Sinemadan sonra yeniden döndüğü tiyatro sahnelerinde yine çok önemli başarılara imza attı, birçok ödül kazandı Duygu Sağıroğlu. Sahnede yaşayan, kendi deyimiyle ‘oyuncular gibi oynayan’ dekor tasarımlarına imza atardı.

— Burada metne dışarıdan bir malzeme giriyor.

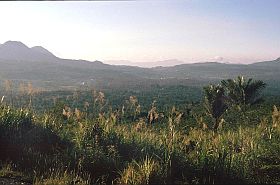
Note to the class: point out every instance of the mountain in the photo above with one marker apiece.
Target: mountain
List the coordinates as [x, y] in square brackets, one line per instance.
[14, 50]
[39, 66]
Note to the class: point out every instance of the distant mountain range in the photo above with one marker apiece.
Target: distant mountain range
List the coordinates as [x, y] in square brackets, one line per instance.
[39, 66]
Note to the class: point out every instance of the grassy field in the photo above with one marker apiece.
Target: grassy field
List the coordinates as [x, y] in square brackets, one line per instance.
[163, 136]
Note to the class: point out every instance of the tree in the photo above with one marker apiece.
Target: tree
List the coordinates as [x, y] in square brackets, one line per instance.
[244, 92]
[215, 102]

Nasıl bir dekor tasarımcısı olduğunu öğrenmek isterseniz, 2007’de İstanbul Film Festivali’nden Onur Ödülü aldığı yıl Başar Sabuncu’nun onun hakkında yazdığı ‘Benim Duygu’m’ başlıklı yazıyı okumanızı öneririm. Sağıroğlu gibi tiyatro ve sinema alanında çalışan, her iki disiplinde de yönetmen olarak önemli eserler veren ve ne yazık ki aramızdan çok erken ayrılan sevgili Başar Sabuncu şöyle yazmıştı onun için:
‘Kendisiyle tanışmadan çok önce yüz yüze geldim Duygu Sağıroğlu ile. İki karışlık sahnelerde yüzdürdüğü gemilerde yolculuk ettim; bilmem hangi çer çöple yarattığı gecekondu mahallelerinde gezindim; bahçelerinde soluklandım; yağdırdığı yağmurlarda ıslandım... ‘İki kalas’a, ‘heves’in çok ötesinde bir yaratıcılıkla can verendir o. Onunla tiyatro sahnelerimiz boyalı bezler gerili kereste yığınlarının kuşatmasından sıyrılmış, hayal gücümüzü kışkırtan büyülü alanlara dönüşmüştür. Duygu dekor ‘inşa etmez’; oyunla soluk alıp verir... Onun ‘dekoru’, oyun seyirci önüne çıktığında bile bitmemiş bir sürecin sonuncu adımıdır olsa olsa; bir ‘sonuç’ değil.’
Sadece bu satırlardan dahi yalnızca sinemamızın değil, Türk tiyatrosunun da çok önemli bir ismini kaybettiğini görmemiz mümkün.
Beş altı yıl önce tümüyle bir tesadüf eseri, Galatasaray Lisesi’nde Duygu Sağıroğlu ile aynı numarayı paylaştığımızı anladığımda çok mutlu oldum. 8 yıl taşıdığım numara o günden sonra daha anlamlı geldi bana…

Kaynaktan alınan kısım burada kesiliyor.